The council has until 2021 to find funding for a new surgery and start construction. If it fails, the land; only available for a surgery, will revert to Spitfire’s ownership.
Cllr Alex Griffiths said Unity Health deemed the current surgery too small and Covid had highlighted it was unfit for purpose.
For four years he has contacted the Clinical Commissioning Group, NHS departments, Unity Health and sought private funding for the surgery, without success.
It is estimated a new surgery would cost between £1.5 to £3 million, the land representing a third of the total cost. With increasing numbers of elderly residents as well as young families amongst the 3,000 residents in need of health care - together with those from Shabbington, Chearsley and Chilton, who also use Long Crendon’s surgery - negotiations, and pressure, were needed to be put on the CCG to change its mind.
Dr Anna Furlonger presented a synopsis of the last 10 years in which Trinity, now Unity, Health had tried to secure a better surgery for Long Crendon, including an option in 2010 on the Greenings’ land.
In 2015 she put in a bid for funding from the newly formed Primary Care Transformation fund and the following year received £50,000 towards pre-project costs; a sum rapidly revised down to £25,000 by the government.
In 2017 she was told the CCG would prefer to reallocate that sum to Thame surgery towards a bigger, more centralised system but after negotiations she was told she could use the money to examine what the needs were.
In 2018 the CCG said it would not support plans put forward by Tim Jones, consulting for a new surgery in Long Crendon, but would support a bigger surgery in Thame.
Dr Furlonger relayed the difficulty in recruiting and keeping GPs who prefer to work in larger surgeries with more colleagues rather than small, isolated surgeries. GPs could not be asked to invest personally in premises, she added.
Unity Health is currently working up a joint venture with Montpellier developers to construct a larger surgery in Thame.
During questions from the audience, Greg Lismore said the CCG’s 10-year strategy plan ended this year so it was a good time to challenge its model going forward for delivering health care.
Former parish council chairman, Richard Thurbon, said Brill was too small to take extra patients and access to Brill was poor.

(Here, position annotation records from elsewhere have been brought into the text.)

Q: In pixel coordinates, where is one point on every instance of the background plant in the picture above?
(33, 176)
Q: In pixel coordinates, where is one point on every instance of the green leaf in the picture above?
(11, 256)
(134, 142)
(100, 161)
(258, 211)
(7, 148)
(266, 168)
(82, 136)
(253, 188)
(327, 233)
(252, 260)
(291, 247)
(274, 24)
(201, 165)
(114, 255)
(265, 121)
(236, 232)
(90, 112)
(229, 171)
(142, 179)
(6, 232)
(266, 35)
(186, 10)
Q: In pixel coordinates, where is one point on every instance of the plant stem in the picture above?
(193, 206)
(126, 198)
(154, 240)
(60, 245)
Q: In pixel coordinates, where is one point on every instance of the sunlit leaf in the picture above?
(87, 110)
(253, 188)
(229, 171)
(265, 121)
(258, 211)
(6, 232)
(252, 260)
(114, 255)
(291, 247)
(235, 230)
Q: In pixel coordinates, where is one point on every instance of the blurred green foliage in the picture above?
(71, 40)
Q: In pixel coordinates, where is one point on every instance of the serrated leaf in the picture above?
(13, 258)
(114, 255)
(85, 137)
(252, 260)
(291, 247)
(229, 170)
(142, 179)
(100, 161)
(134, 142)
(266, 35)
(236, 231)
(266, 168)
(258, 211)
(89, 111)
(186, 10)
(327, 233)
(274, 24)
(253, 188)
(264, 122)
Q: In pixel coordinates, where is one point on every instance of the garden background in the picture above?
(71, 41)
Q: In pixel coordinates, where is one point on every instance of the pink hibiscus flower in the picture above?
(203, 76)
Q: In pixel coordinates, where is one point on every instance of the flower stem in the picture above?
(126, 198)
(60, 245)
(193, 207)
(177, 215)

Leaving the village with no surgery should make a difference to how the CCG considers future calls for a surgery in Long Crendon and other locations, such as Church House, which is currently closed, should be considered.
Cameron Branston, Bucks CC, felt it unreasonable for Aylesbury Vale to impose more houses on Long Crendon if there was no infrastructure and amenities to support more residents. He underlined the unsustainable aspect of patients travelling by car, rather than walking, to their local surgery and Fiona Cayley agreed this would not pass the Climate Change Act test.
MP Greg Smith outlined how he could contribute by engaging with the CCG. If negotiations with them failed, he could approach national government to seek funding. He said Long Crendon needed its own surgery and reminded the meeting that the Government was committed to providing an extra 6,000 GPs and 50 million more appointments in GP surgeries by 2024/5.
Fiona urged those at the meeting to ask residents to complete the consultation survey being conducted by Unity Health to make their views known and to fill in the information sheet to offer
help if they wanted to support the campaign.